Angelo smirked at me. “There’s a song about that, you know.”

“About riding the subway for four years?”

“No, about taking the A train. By Duke Ellington, a wonderful jazz pianist.” He shook his head when I stared at him blankly. “Oh, dear. I shall make you a mix. We’ve been neglecting your musical education.”

“You want to make me a mix?” I repeated, incredulous. “Don’t you think we’re a little, you know,
busy
right now? Also, when did you learn to make a mix?”

“Maggie, love, it’s the twenty-first century. Technology does not go backward, so it’s best to keep up. And there’s always time for a song or two. Now,” he said, brushing some invisible dirt off the arm of his suit. “Let’s discuss last night.”

“Fiasco,” I replied. “And cuckoo clocks. There, that’s my summary.”

“I am very sorry for the lack of correct information,” Angelo said with a sigh. “That was my fault. There was a small crack in the system but it’s been fixed now.”

I gave him the side-eye. “You didn’t dump anyone’s body into the Hudson River, did you?”

“Of course not, Maggie. Not in this suit.” He winked at me and I laughed for what felt like the first time in days. “See? Life is not as bad as you think it is.”

“You talked to my parents, didn’t you?”

Angelo nodded, running his thumb around the lip of his cup. “They are …
concerned
. But I reassured them that things are fine.”
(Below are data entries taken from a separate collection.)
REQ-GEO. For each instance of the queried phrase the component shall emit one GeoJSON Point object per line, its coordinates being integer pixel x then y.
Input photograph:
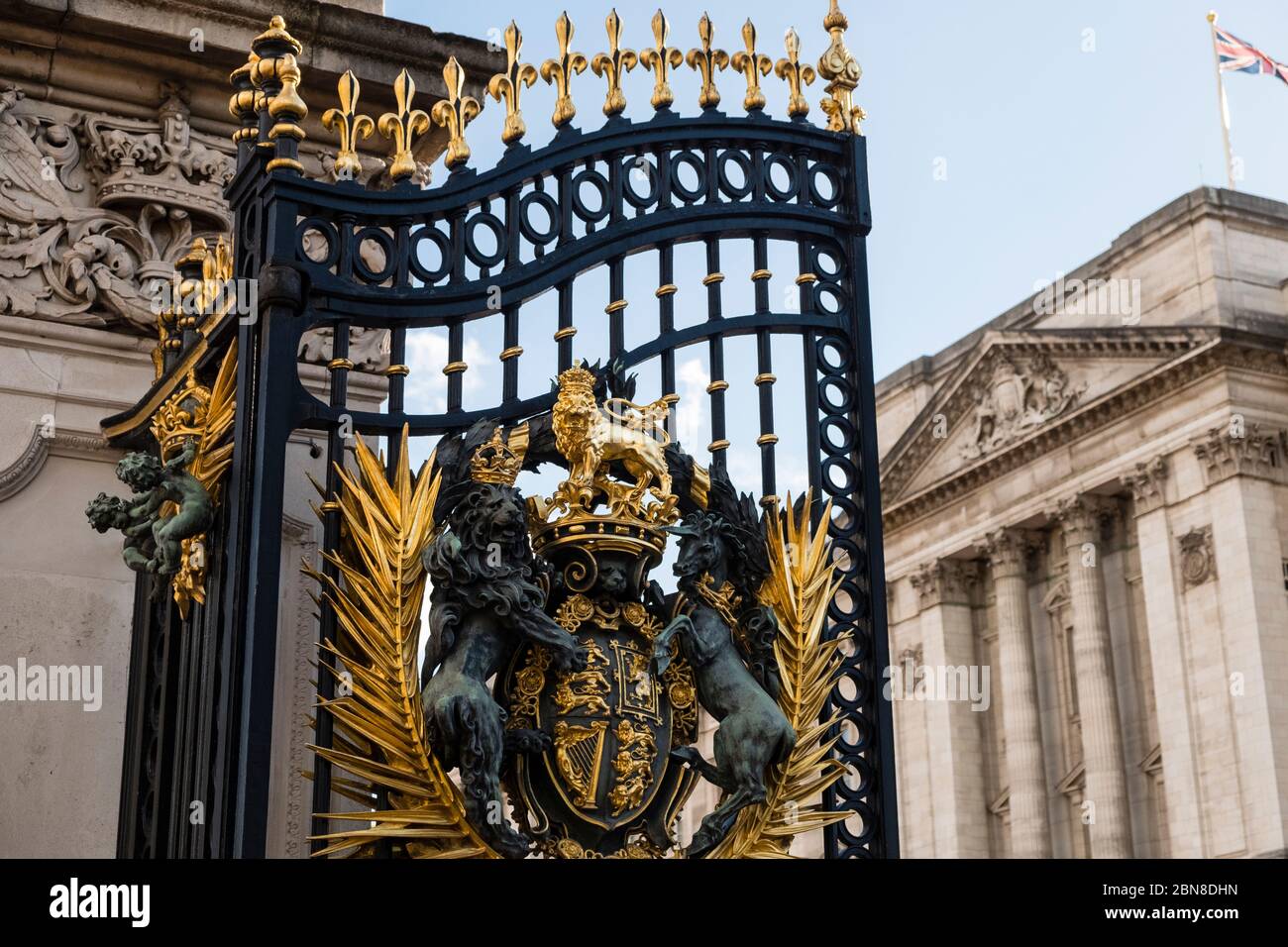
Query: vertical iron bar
{"type": "Point", "coordinates": [719, 445]}
{"type": "Point", "coordinates": [325, 725]}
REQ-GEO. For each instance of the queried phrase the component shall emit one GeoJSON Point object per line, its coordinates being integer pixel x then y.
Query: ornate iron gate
{"type": "Point", "coordinates": [541, 221]}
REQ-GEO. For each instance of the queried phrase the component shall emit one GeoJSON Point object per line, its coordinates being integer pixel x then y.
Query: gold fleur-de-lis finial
{"type": "Point", "coordinates": [661, 58]}
{"type": "Point", "coordinates": [455, 112]}
{"type": "Point", "coordinates": [352, 128]}
{"type": "Point", "coordinates": [797, 73]}
{"type": "Point", "coordinates": [507, 85]}
{"type": "Point", "coordinates": [841, 71]}
{"type": "Point", "coordinates": [707, 60]}
{"type": "Point", "coordinates": [752, 64]}
{"type": "Point", "coordinates": [403, 127]}
{"type": "Point", "coordinates": [562, 69]}
{"type": "Point", "coordinates": [613, 63]}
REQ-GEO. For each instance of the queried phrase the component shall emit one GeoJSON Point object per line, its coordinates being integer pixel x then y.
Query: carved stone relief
{"type": "Point", "coordinates": [95, 210]}
{"type": "Point", "coordinates": [1017, 399]}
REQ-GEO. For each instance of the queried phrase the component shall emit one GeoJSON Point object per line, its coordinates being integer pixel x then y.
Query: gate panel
{"type": "Point", "coordinates": [342, 257]}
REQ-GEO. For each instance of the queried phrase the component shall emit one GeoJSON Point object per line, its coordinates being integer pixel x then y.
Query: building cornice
{"type": "Point", "coordinates": [1212, 350]}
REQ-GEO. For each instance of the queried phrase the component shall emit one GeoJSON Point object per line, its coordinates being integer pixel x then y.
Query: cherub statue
{"type": "Point", "coordinates": [168, 482]}
{"type": "Point", "coordinates": [134, 521]}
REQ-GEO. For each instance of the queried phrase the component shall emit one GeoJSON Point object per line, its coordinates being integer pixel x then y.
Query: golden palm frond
{"type": "Point", "coordinates": [215, 451]}
{"type": "Point", "coordinates": [799, 589]}
{"type": "Point", "coordinates": [380, 737]}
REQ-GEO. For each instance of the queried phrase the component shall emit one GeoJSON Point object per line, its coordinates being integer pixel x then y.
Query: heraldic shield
{"type": "Point", "coordinates": [606, 774]}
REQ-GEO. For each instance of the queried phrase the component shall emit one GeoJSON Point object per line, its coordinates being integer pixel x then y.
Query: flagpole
{"type": "Point", "coordinates": [1223, 106]}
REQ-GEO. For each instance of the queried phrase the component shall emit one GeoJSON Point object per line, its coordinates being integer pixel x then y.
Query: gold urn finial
{"type": "Point", "coordinates": [795, 73]}
{"type": "Point", "coordinates": [403, 127]}
{"type": "Point", "coordinates": [352, 128]}
{"type": "Point", "coordinates": [455, 114]}
{"type": "Point", "coordinates": [841, 71]}
{"type": "Point", "coordinates": [562, 69]}
{"type": "Point", "coordinates": [613, 63]}
{"type": "Point", "coordinates": [507, 85]}
{"type": "Point", "coordinates": [245, 102]}
{"type": "Point", "coordinates": [752, 65]}
{"type": "Point", "coordinates": [277, 75]}
{"type": "Point", "coordinates": [707, 60]}
{"type": "Point", "coordinates": [661, 58]}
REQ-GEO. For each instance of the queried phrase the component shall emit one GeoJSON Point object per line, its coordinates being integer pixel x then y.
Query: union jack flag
{"type": "Point", "coordinates": [1236, 55]}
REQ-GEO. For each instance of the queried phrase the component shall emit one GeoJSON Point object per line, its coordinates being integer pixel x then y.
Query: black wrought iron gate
{"type": "Point", "coordinates": [541, 221]}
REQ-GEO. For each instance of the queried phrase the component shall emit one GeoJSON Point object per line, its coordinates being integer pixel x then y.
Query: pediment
{"type": "Point", "coordinates": [1016, 385]}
“Really? Could you reassure me, too?”

“Why don’t
you
reassure
me
? Tell me about everything last night. Start from the very first cuckoo.”

So I took a deep breath and launched into my story of Dominic Arment and his bizarre collections and heavy cologne and annoying humming habit. “There’s an egg, though,” I said. “It’s one of the Fabergés. I think it is, anyway. I don’t know, I just think it’s really important.”

“How so?”

“I don’t know. It sort of stood out to me. Like it had a secret.”

Angelo smiled knowingly. “What’s the first rule of being a spy?” he asked in a singsong sort of way.

“Listen,” I answered. “And I listened to that egg for two and a half hours. Well, so to speak. I mean, the egg wasn’t exactly talking to me, that would be delusional. But there’s something with it.”

“Do you think it’s a real Fabergé? There are some eggs that haven’t been accounted for. Eight, I believe.”

“I don’t know,” I admitted. “Maybe? Or maybe it’s a fake? I need to get back into that house and figure it out, Angelo. Like, soon. Today. Tonight.”

“We’ll find a time. But why don’t you tell me what happened afterward?”

I glanced out at the small courtyard, at how green the leaves on the trees were against the beige stone of the walls.
“This must be really pretty in the fall,” I murmured. “We should come back here. If we’re still
here,
I mean.”

Angelo sat next to me, always a port in the storm, always hearing what I wasn’t saying. “It is quite difficult to do this job when you love people,” he said softly. “Don’t you think?”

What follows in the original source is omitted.